A British nanny ends up travelling all the way to Hawaii for a job, only to end up having to look after a washed up rock star's dog rather than a child like her job suggests. In screwy, illogical circumstances she ends up in a cave, stuck, with two American brothers and said dog. The film is pretty dreadful in the beginning, to the point frankly that even if Rusty Lemorande got to make his film, it may have been a poorer film than what it is now. Completely leaden dialogue and character interaction that comes off as lame, with a broad performance style that is wooden. Abruptly, as the characters sleep, there are clips in dreams that feel like, in hindsight, scenes originally recorded for the original context of the film. If not, how do you explain an amusingly ghastly rescue sequence with a lazer gun, eighties hair, and troll men who are literally giant rubber ornaments you can also wear, who can only waddle around side-by-side and have no other form of movement let alone bendable limbs to do so? It's incredibly generic filmmaking through this beginning, everything that I really cannot enjoy despite there being a lot of people who delight in these sort of eighties and nineties films. I view this without the nostalgia of films like this being on video, because I grew up as an adolescent with DVDs, nor the real interest in this kind of filmmaking because it feels rudimentary than creative or insane like I prefer it to be. It's the churning of gristle into dust. Creation of film for product only.

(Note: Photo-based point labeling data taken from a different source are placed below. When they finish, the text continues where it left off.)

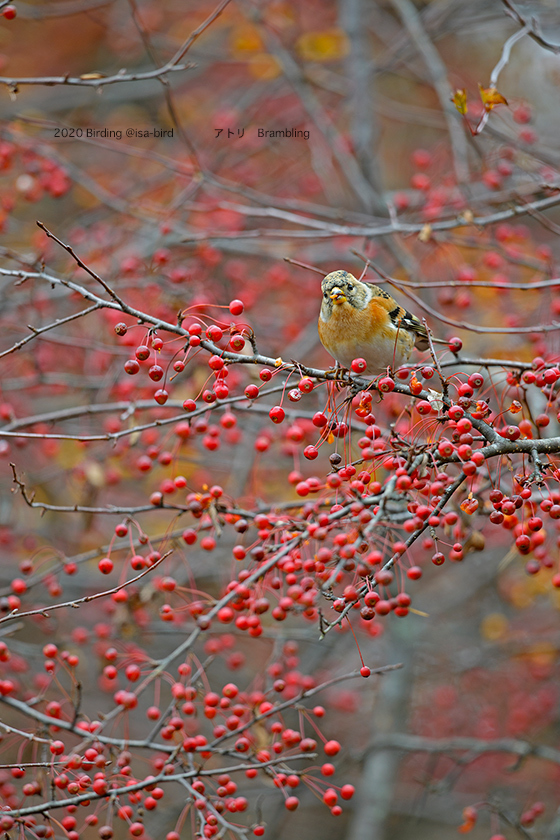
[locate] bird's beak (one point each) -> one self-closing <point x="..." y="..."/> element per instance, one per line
<point x="337" y="296"/>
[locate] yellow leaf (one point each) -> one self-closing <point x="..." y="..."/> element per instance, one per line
<point x="246" y="39"/>
<point x="491" y="97"/>
<point x="494" y="626"/>
<point x="323" y="45"/>
<point x="459" y="99"/>
<point x="425" y="234"/>
<point x="264" y="66"/>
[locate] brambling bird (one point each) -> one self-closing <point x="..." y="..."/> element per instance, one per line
<point x="360" y="320"/>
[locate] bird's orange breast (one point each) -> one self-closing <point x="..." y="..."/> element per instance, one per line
<point x="351" y="333"/>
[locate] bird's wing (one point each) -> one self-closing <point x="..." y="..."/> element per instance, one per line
<point x="402" y="318"/>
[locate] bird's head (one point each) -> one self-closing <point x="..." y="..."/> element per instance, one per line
<point x="339" y="288"/>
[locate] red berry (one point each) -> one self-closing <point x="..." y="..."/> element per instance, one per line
<point x="386" y="384"/>
<point x="105" y="566"/>
<point x="423" y="407"/>
<point x="131" y="367"/>
<point x="332" y="747"/>
<point x="277" y="414"/>
<point x="155" y="373"/>
<point x="251" y="392"/>
<point x="236" y="307"/>
<point x="305" y="385"/>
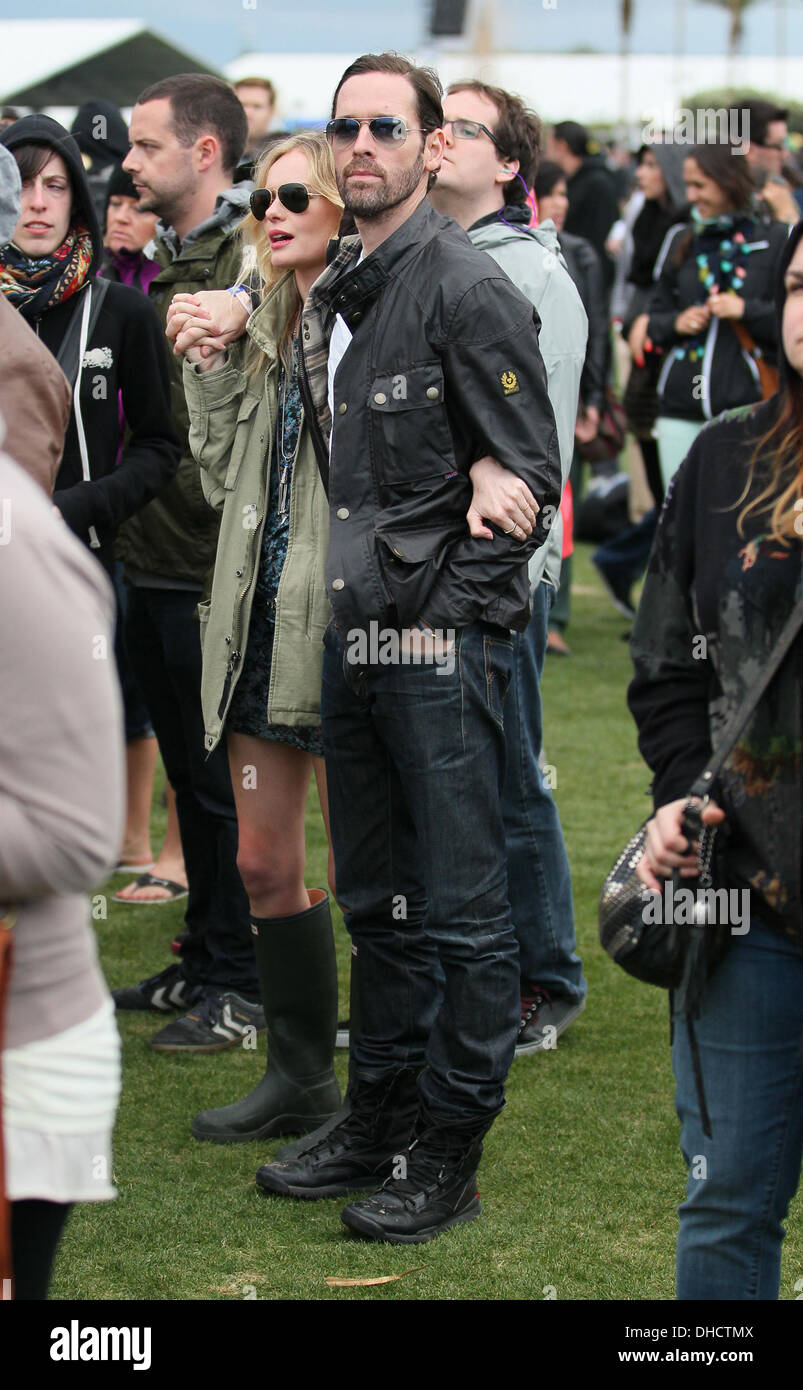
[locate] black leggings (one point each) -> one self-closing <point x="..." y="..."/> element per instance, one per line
<point x="35" y="1233"/>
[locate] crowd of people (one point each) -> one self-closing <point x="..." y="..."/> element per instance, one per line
<point x="321" y="406"/>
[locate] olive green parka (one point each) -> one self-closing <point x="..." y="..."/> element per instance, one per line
<point x="232" y="437"/>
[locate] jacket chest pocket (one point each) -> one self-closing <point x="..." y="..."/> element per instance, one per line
<point x="410" y="426"/>
<point x="243" y="431"/>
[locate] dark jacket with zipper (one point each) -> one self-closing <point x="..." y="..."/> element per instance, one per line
<point x="443" y="367"/>
<point x="714" y="601"/>
<point x="125" y="355"/>
<point x="720" y="374"/>
<point x="593" y="209"/>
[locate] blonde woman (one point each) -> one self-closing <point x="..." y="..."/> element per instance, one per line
<point x="261" y="634"/>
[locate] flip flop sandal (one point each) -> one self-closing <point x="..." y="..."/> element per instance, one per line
<point x="147" y="880"/>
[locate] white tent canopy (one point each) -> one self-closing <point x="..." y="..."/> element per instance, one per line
<point x="591" y="88"/>
<point x="49" y="63"/>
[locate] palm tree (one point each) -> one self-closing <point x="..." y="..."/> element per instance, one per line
<point x="737" y="29"/>
<point x="625" y="25"/>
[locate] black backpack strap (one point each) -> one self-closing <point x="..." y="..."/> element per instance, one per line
<point x="67" y="355"/>
<point x="739" y="717"/>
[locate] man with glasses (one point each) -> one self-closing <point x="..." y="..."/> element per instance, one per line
<point x="763" y="128"/>
<point x="418" y="359"/>
<point x="489" y="164"/>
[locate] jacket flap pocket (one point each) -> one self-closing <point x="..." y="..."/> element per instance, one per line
<point x="242" y="437"/>
<point x="414" y="546"/>
<point x="410" y="389"/>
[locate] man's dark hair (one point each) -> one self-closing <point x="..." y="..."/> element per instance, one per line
<point x="261" y="82"/>
<point x="549" y="175"/>
<point x="574" y="135"/>
<point x="202" y="103"/>
<point x="424" y="81"/>
<point x="760" y="116"/>
<point x="517" y="132"/>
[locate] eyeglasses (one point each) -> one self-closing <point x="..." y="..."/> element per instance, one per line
<point x="470" y="131"/>
<point x="293" y="196"/>
<point x="386" y="129"/>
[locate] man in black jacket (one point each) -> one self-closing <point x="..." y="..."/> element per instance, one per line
<point x="418" y="357"/>
<point x="188" y="134"/>
<point x="109" y="344"/>
<point x="592" y="196"/>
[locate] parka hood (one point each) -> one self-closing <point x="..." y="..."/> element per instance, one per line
<point x="85" y="128"/>
<point x="785" y="367"/>
<point x="670" y="157"/>
<point x="510" y="225"/>
<point x="43" y="129"/>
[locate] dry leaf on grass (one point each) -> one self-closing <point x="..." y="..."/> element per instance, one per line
<point x="359" y="1283"/>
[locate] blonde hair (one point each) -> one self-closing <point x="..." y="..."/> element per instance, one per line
<point x="320" y="180"/>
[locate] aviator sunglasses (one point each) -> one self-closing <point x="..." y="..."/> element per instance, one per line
<point x="293" y="196"/>
<point x="386" y="129"/>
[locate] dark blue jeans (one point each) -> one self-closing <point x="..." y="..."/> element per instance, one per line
<point x="414" y="766"/>
<point x="163" y="641"/>
<point x="743" y="1176"/>
<point x="538" y="873"/>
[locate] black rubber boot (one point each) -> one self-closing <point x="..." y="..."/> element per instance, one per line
<point x="299" y="986"/>
<point x="302" y="1146"/>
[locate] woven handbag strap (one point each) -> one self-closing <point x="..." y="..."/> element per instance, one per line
<point x="6" y="1269"/>
<point x="739" y="717"/>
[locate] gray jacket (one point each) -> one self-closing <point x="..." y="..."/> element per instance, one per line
<point x="532" y="259"/>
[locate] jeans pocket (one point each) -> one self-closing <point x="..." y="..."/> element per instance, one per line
<point x="498" y="653"/>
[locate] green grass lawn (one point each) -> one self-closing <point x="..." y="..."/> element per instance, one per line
<point x="581" y="1173"/>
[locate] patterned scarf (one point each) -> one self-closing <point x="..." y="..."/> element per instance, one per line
<point x="35" y="284"/>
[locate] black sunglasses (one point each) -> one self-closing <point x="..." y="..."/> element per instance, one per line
<point x="470" y="131"/>
<point x="293" y="196"/>
<point x="386" y="129"/>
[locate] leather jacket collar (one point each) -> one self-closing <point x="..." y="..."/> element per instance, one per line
<point x="346" y="288"/>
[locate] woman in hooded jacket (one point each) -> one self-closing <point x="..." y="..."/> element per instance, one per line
<point x="107" y="339"/>
<point x="712" y="310"/>
<point x="724" y="577"/>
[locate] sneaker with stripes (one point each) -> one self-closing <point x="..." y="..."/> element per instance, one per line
<point x="218" y="1020"/>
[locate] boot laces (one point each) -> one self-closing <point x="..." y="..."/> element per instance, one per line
<point x="534" y="997"/>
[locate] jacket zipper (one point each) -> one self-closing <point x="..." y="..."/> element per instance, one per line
<point x="310" y="414"/>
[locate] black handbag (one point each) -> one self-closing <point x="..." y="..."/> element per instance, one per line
<point x="681" y="957"/>
<point x="677" y="955"/>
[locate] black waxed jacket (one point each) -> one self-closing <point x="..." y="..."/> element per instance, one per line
<point x="443" y="367"/>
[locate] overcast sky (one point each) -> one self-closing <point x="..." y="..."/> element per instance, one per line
<point x="218" y="31"/>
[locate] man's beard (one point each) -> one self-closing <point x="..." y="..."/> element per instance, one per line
<point x="378" y="199"/>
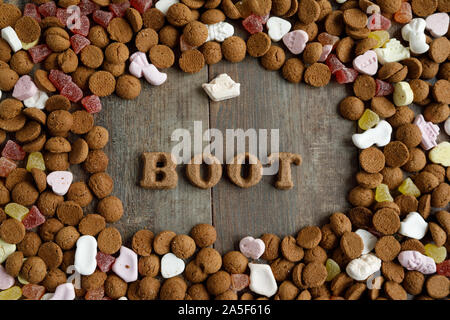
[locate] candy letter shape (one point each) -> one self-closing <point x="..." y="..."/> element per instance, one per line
<point x="85" y="255"/>
<point x="277" y="28"/>
<point x="366" y="63"/>
<point x="403" y="95"/>
<point x="164" y="5"/>
<point x="380" y="135"/>
<point x="429" y="130"/>
<point x="24" y="88"/>
<point x="296" y="41"/>
<point x="360" y="269"/>
<point x="60" y="181"/>
<point x="441" y="154"/>
<point x="414" y="260"/>
<point x="413" y="226"/>
<point x="369" y="240"/>
<point x="438" y="24"/>
<point x="10" y="36"/>
<point x="262" y="280"/>
<point x="65" y="291"/>
<point x="171" y="266"/>
<point x="251" y="247"/>
<point x="219" y="31"/>
<point x="126" y="265"/>
<point x="222" y="88"/>
<point x="393" y="51"/>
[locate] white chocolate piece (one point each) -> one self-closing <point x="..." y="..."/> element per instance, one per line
<point x="222" y="88"/>
<point x="413" y="226"/>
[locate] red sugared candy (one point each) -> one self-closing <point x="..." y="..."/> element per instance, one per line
<point x="104" y="261"/>
<point x="253" y="24"/>
<point x="118" y="9"/>
<point x="72" y="92"/>
<point x="59" y="79"/>
<point x="33" y="291"/>
<point x="334" y="64"/>
<point x="33" y="219"/>
<point x="103" y="18"/>
<point x="39" y="53"/>
<point x="6" y="166"/>
<point x="443" y="268"/>
<point x="79" y="42"/>
<point x="92" y="104"/>
<point x="383" y="88"/>
<point x="48" y="9"/>
<point x="346" y="75"/>
<point x="13" y="151"/>
<point x="141" y="5"/>
<point x="82" y="27"/>
<point x="31" y="10"/>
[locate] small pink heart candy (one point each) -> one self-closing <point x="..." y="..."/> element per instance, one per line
<point x="24" y="88"/>
<point x="366" y="63"/>
<point x="60" y="181"/>
<point x="438" y="24"/>
<point x="251" y="247"/>
<point x="296" y="41"/>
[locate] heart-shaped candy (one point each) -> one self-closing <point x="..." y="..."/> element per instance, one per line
<point x="438" y="24"/>
<point x="171" y="266"/>
<point x="251" y="247"/>
<point x="60" y="181"/>
<point x="296" y="41"/>
<point x="277" y="28"/>
<point x="366" y="63"/>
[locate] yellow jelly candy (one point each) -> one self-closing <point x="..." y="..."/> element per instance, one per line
<point x="368" y="120"/>
<point x="13" y="293"/>
<point x="438" y="254"/>
<point x="16" y="211"/>
<point x="333" y="269"/>
<point x="381" y="36"/>
<point x="409" y="188"/>
<point x="35" y="160"/>
<point x="382" y="193"/>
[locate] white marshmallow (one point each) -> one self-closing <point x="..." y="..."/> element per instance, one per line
<point x="413" y="226"/>
<point x="369" y="240"/>
<point x="380" y="135"/>
<point x="277" y="28"/>
<point x="360" y="269"/>
<point x="10" y="36"/>
<point x="262" y="280"/>
<point x="85" y="255"/>
<point x="171" y="266"/>
<point x="222" y="88"/>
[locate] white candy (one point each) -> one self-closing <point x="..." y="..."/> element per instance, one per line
<point x="222" y="88"/>
<point x="380" y="135"/>
<point x="10" y="36"/>
<point x="36" y="101"/>
<point x="262" y="280"/>
<point x="403" y="94"/>
<point x="171" y="265"/>
<point x="413" y="226"/>
<point x="414" y="33"/>
<point x="277" y="28"/>
<point x="85" y="255"/>
<point x="6" y="249"/>
<point x="393" y="51"/>
<point x="219" y="31"/>
<point x="360" y="269"/>
<point x="164" y="5"/>
<point x="369" y="240"/>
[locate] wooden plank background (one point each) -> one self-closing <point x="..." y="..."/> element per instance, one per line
<point x="309" y="125"/>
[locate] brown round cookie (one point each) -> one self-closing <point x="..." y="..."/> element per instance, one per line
<point x="317" y="75"/>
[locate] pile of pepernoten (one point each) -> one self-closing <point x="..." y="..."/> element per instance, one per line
<point x="58" y="60"/>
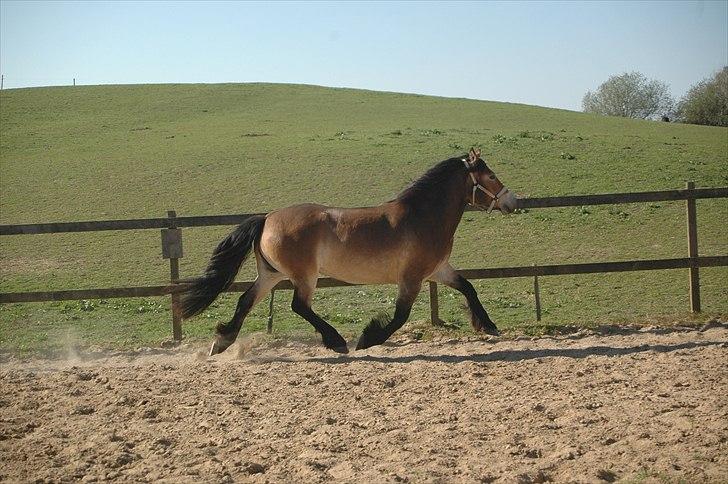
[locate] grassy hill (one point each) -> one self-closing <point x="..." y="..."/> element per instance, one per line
<point x="112" y="152"/>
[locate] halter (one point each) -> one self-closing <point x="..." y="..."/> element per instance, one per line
<point x="478" y="186"/>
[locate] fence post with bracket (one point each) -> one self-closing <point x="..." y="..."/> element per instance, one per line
<point x="172" y="250"/>
<point x="694" y="270"/>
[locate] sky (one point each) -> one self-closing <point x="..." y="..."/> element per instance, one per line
<point x="541" y="53"/>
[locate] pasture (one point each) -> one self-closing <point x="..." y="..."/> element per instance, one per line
<point x="114" y="152"/>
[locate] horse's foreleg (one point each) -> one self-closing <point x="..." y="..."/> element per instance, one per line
<point x="479" y="316"/>
<point x="301" y="305"/>
<point x="381" y="328"/>
<point x="226" y="333"/>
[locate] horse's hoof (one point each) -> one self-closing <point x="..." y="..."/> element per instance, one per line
<point x="218" y="347"/>
<point x="340" y="349"/>
<point x="362" y="345"/>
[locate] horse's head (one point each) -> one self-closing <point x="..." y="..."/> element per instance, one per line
<point x="484" y="190"/>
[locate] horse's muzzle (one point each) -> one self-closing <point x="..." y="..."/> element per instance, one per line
<point x="508" y="203"/>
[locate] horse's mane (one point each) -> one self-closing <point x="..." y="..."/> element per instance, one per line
<point x="433" y="181"/>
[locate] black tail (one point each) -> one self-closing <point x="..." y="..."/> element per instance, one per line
<point x="222" y="268"/>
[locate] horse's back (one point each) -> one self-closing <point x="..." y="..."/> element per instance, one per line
<point x="356" y="245"/>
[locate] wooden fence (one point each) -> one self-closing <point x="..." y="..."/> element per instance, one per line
<point x="172" y="250"/>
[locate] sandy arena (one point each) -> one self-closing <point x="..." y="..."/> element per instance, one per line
<point x="645" y="405"/>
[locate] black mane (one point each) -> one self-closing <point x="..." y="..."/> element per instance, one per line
<point x="433" y="181"/>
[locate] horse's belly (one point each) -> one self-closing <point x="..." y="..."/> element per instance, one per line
<point x="360" y="269"/>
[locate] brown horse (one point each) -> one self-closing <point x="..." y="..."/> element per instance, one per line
<point x="405" y="241"/>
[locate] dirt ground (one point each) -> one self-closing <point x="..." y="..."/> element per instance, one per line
<point x="646" y="405"/>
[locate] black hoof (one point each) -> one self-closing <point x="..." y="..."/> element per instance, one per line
<point x="340" y="349"/>
<point x="371" y="337"/>
<point x="219" y="345"/>
<point x="336" y="343"/>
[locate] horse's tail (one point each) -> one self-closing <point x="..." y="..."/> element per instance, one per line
<point x="223" y="267"/>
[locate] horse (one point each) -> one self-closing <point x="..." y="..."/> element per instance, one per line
<point x="405" y="241"/>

Things get a little bit more interesting when, so far removed from an attempt at a Jules Verne story already, it completely abandons the notion of being such a thing and turns into something different. It's still set for the rest of the film in the middle of the Earth's core, so the title is still appropriate, but after that questions have to be asked about what "adaptation" actually means against this film's results. The perverse thing is that this is, technically, deep into the material Albert Pyun added, but I actually found it more interesting than what the film may have supposed to have been. Suddenly the centre of the world is Atlantis, (water, water not everywhere though, but let's not ask about that), a totalitarian city populated by punks, new wavers and proto-steam punk fetishes. It's still got a terrible broad sense of humour, especially when it comes to jokes about the dictatorship of the city, Judge Dread this isn't, but finally this gristle of movie has some layers on of some curiosity. Elaborate sets and costumes even if made on the cheap and baring in mind the possible production history of this whole work. Vaguely interesting characters. A legitimately interesting idea where, after encountering an "alien" from the surface world, a blonde female Californian, the Atlantis military squandered its resources to transform willing participants into exact duplicates of her, even in height and vernacular by rack and vocal couching respectively, to spy on the surface without actually thinking duplicates of a single person would immediately send off alarm bells above.

Then suddenly there's a freeze frame. Random moments of a post apocalypse motorised gang attacking ruined cityscape. Then we're back on the surface in front of a television screen, a peaceful truce between Earth's surface and Atlantis having taken place. An entire catalogue of possible events taking place in-between completely skipped. The film just ends. Its befuddling honestly. Right when a film got vaguely interesting, it suddenly ends because there wasn't enough material and/or time to finish it. It vanishes half way through a sketch you paid to see and no one knows what happened in the rest of the story to improvise, because it was already garbled in its storytelling before it legged it. It fosters the realisation you could release anything to cinemas even if its incomplete. It's actually a Cannon Pictures release, but their logo doesn't appear in the beginning. Only a few years later they would close down, making this film's creation an ill omen in many ways. Either way, even if it was finished properly, it would have either been vaguely interesting but average, or just awful. Frankly as the mess it is its probably memorable for a brief months, but would have disappeared in my mind immediately if it was properly completed.